Seth Godin, author, entrepreneur and genius marketer, said, “Organizations that destroy the status quo win. Whatever the status quo is, changing it gives you the opportunity to be remarkable.” 

This thought gets to the heart of agile organizational design: your processes and enabling technologies must empower a nimble response to changing conditions in the marketplace. To accomplish this, create a recurring plan to engage your team and your strategic customers and partners to review your processes, workflows, automations and touch-points. Empower your internal and external constituents to freely test your plan. You will get an objective, and possibly sobering, view of your actual business operating reality.

Equipped with a steady influx of feedback, take on the challenge to rethink, redesign, replace and automate operational processes on a continuous basis. Chances are you can list a dozen process and technology obstructions burdening your business delivery system. Your team and your customers can likely name twice that amount. Dedicate finances and human resources to the prioritization and delivery of progressive improvements. A key tactic is to leverage the surplus of simple, affordable SaaS solutions that can automate daily routines and create real-time visibility to information that used to take hours (or days) to compile.

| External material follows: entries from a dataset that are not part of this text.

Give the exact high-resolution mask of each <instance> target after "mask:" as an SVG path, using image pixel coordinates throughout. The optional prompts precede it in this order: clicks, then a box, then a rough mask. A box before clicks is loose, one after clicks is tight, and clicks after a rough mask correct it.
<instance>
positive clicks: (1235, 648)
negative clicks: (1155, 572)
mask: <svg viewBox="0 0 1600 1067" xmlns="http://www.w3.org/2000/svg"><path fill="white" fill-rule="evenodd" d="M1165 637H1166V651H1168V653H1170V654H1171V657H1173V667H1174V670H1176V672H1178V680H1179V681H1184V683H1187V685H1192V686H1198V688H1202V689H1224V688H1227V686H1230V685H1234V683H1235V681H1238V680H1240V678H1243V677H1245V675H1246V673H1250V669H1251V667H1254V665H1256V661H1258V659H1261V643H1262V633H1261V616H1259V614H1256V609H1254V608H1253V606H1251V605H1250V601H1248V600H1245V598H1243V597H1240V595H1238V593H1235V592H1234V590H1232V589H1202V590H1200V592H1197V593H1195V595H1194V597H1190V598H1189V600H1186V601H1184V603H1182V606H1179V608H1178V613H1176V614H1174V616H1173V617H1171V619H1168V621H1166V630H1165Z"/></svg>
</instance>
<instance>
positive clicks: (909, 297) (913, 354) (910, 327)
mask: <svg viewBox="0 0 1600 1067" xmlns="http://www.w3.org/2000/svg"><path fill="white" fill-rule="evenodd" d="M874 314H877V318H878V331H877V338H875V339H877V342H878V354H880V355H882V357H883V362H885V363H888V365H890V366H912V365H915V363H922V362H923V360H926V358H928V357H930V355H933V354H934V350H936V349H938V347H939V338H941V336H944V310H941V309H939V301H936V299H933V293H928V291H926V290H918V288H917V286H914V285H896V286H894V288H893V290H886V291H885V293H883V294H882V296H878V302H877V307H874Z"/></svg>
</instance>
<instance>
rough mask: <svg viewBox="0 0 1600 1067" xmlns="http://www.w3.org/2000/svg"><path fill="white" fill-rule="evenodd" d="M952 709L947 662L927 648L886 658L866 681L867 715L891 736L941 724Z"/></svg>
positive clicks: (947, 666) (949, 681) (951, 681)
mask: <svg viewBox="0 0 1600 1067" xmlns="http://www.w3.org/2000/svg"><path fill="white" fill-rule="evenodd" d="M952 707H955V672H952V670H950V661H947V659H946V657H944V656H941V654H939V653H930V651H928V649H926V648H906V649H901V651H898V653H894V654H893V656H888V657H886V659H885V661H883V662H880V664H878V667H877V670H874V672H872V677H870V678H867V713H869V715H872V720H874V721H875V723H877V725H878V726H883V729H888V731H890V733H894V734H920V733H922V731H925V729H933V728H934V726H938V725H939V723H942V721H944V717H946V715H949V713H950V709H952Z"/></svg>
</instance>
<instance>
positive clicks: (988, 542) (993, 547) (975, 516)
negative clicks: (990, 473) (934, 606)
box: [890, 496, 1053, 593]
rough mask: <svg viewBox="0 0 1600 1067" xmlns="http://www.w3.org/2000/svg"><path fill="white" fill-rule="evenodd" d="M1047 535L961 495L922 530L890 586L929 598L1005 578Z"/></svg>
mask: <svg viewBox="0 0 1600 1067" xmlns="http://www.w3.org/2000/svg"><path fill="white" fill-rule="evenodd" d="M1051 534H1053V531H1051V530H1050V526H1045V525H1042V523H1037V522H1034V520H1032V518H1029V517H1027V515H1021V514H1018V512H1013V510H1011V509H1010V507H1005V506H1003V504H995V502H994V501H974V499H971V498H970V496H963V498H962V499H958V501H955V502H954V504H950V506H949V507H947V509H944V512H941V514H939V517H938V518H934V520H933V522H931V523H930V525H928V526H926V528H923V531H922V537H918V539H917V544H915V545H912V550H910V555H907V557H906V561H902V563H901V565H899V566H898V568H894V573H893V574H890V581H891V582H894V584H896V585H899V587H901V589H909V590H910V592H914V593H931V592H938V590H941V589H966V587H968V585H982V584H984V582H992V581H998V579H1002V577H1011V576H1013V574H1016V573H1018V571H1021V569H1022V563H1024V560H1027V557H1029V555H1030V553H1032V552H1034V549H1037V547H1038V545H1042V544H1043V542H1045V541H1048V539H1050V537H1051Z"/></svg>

As part of your culture campaign, close the loop by consistently communicating status updates to the entire team engaged in the identification and improvement process. This will build excitement, accountability and buy-in for all involved. Your team will now begin to see the tangible results of building agility into your organizational design.

Reimagine the organizational structure. 

When I arrived as a new executive at an already successful online printer, a recurring pattern emerged from early team member meetings: a large number of incredible ideas never made it out of the ideation stage. To solve the ideation-to-execution issue I engaged the team to design new roles and departments and aligned responsibilities creating speed to market as well as new opportunities for team members. 

In a matter of weeks more than 100 team members were excelling in a new structure that was continuously reimagined and refined. This agile approach enabled a fast evaluation process and the timely assignment of resources to execute prioritized projects fostered from a spring of great ideas. The result was one of the fastest growing, most profitable organizations in the industry. 

Great ideas can come from customers, your team or leadership, but if your organizational structure isn’t designed for agility and consistently reevaluated, you may miss out on opportunities. Whether your company is functionally aligned, departmentally aligned, matrixed or a hybrid design, there is room for improving the way people and teams work within company structure. Too often that structure is restrictive rather than agile. Lean on your learnings from the people, process and technology assessment phases to guide a thoughtful pace of structural change that will streamline your operations and sustain your scale of growth.

No matter the phase in which your organization is functioning today, you are not alone. Companies are strewn across the unfortunate landscape of a pandemic economy trying to find footing. Taken holistically, the three phases described herein can become an exit ramp from the chaos. Build purpose and agility into your organization and continually nurture it with the discipline of continuous improvement. Then go out and be remarkable.